Those amazin' Metropolitans (and why I'm not a Mets fan)

|The Volokh Conspiracy |

A New York Mets fan holds up a sign after the Mets' 3-2 victory against the Los Angeles Dodgers in game five of the National League Division Series at Dodger Stadium on Oct. 15 in Los Angeles. (Stephen Dunn/Getty Images)

The Mets' run to the World Series has been, in a word, remarkable; by the final game against the Cubs they seemed utterly invincible, each of their pitchers more unhittable than the others, their offense unstoppable, and Daniel Murphy suddenly transformed into the bastard offspring of Roy Hobbs and Babe Ruth. It could all change, I suppose, against Kansas City; but for a team that was consistently mediocre for the first three months of the season, it has been a thoroughly breathtaking turnaround.

As many others have pointed out, the acquisition of Yoenis Cespedes at the end of July was the transformative moment. From the day he arrived, the entire Mets lineup suddenly became fearsome; the Mets, who had been dead last in the National League in runs scored up through July 31, led the majors in runs scored for the remainder of the season. Amazing! I don't think that's ever happened before, and I know for certain that no team that was last in runs scored through July 31 has ever made it to the World Series. And while it's not due entirely to Cespedes's arrival, his performance was, clearly, the key element, and that, too, is possibly unprecedented; I certainly can't recall ever seeing (or hearing of) a single player who made that much of a difference in a team's lineup during a season. Though my heart, as a Nationals fan, is with Bryce Harper for MVP in the National League, my head tells me that I would vote for Cespedes if called upon.

And that starting rotation! All of a sudden it looks overwhelming. How in heaven's name did Cespedes pull that off?

All this does give me some small degree of satisfaction, as a Nats fan; it feels a little better to realize that, while the Nats' collapse at the end of the season was soul-crushing, it wasn't unjust—the Mets are, in fact, the better team.

I wish I were rooting for them. I've always been a little puzzled by the fact that I don't root for them, and never have. I grew up right in the bulls-eye of the Mets' demographic when the team arrived in 1962 to fill the void left by the departure of the Dodgers and the Giants in the late '50s: a baseball-obsessed 11-year-old boy, in Brooklyn, N.Y., with no team of my own.

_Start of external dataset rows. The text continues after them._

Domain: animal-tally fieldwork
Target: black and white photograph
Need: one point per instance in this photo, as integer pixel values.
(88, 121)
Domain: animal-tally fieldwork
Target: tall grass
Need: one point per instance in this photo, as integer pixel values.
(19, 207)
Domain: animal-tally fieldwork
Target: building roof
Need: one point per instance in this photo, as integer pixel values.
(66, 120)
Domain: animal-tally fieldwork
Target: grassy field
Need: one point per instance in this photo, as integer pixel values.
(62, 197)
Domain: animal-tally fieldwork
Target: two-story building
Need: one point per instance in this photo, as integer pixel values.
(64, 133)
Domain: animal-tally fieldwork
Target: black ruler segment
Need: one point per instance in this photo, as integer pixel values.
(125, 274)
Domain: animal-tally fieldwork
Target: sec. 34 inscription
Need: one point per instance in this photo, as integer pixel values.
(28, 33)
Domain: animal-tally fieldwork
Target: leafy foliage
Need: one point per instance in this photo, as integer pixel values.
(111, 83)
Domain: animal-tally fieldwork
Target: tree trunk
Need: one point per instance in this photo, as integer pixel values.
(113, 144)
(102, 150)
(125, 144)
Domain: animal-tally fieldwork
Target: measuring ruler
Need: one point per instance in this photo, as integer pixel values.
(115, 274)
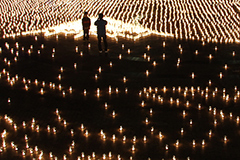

Couldn't keep rooting for the Dodgers after what they did to us (though, astonishingly to me at the time, a few of my friends did so).

And as for the Yankees, turning in that direction was, if anything, even more unthinkable. Dodgers v. Yankees was probably the greatest rivalry in U.S. pro sports at the time—six of the 10 World Series between '47 and '56 were between the Dodgers and the Yankees! Hatred for the Yankees ran pretty deep in my neighborhood; it wasn't just that we hated the Yankees, we hated the very idea of the Yankees, and we hated everything—Ballantine beer, Mel Allen, the Bronx—touched by Yankeehood. How could someone just toss all of that aside? Falling into the arms of one you hate because you have been abandoned by the one you love seemed deeply unpalatable, even to my 7-year-old self.

So along come the Mets, in their blue-and-orange (to invoke Dodger Blue and Giants Orange), making the pitch for the jilted fans. It never took, for me, nor do I recall any of my friends becoming serious Mets fans, either. Not quite sure why, but the Mets seemed awfully far away—compared, at least, with the Dodgers, who really were embedded in Brooklyn in a particularly intense way. Most of the most visible Dodgers—Robinson, Snider, Reese, Hodges and several others— actually lived in Brooklyn, so a lot of people found themselves one or two degrees of separation away from an actual living, breathing Dodger; Hodges's son went to my elementary and high schools, for example, and we'd see the great man himself, driving a white Chrysler Imperial down Bedford Avenue, every once in a while. It makes for a very intense relationship—and I think that's what we thought it meant to "have a team"—and the Mets couldn't replicate that.

Plus, they actually were far away, geographically—as far away as the Yankees were, hours by subway.

And they went and hired Casey Stengel, late of the despised Yankees, to be their first manager! You expect me to root for Casey Stengel??

And they stunk—a total laughingstock for the first few years. I like the underdog as much as the next guy, but going from the Dodgers—one of the great teams in baseball history, with four future Hall of Famers (Robinson, Campanella, Snider and Reese) in the everyday lineup, and who played damned good ball—to the '62 Mets was too much to ask.

I don't know if my friends and I are the rule or the exception to the rule; I'd love to see some data on the changes in team rooting patterns in the New York metropolitan area between, say, 1956 and 1966. What happened to all those Giants and Dodgers fans? Did Dodgers fans living on Long Island respond differently from Dodgers fans living in New Jersey? Did any of them jump to the Yankees?, etc.

So though a Mets victory in the Series would be nice, I think I'm okay (and maybe even more than okay) with the Royals—a really attractive team in its own right—taking the crown. And they will: Royals in 6.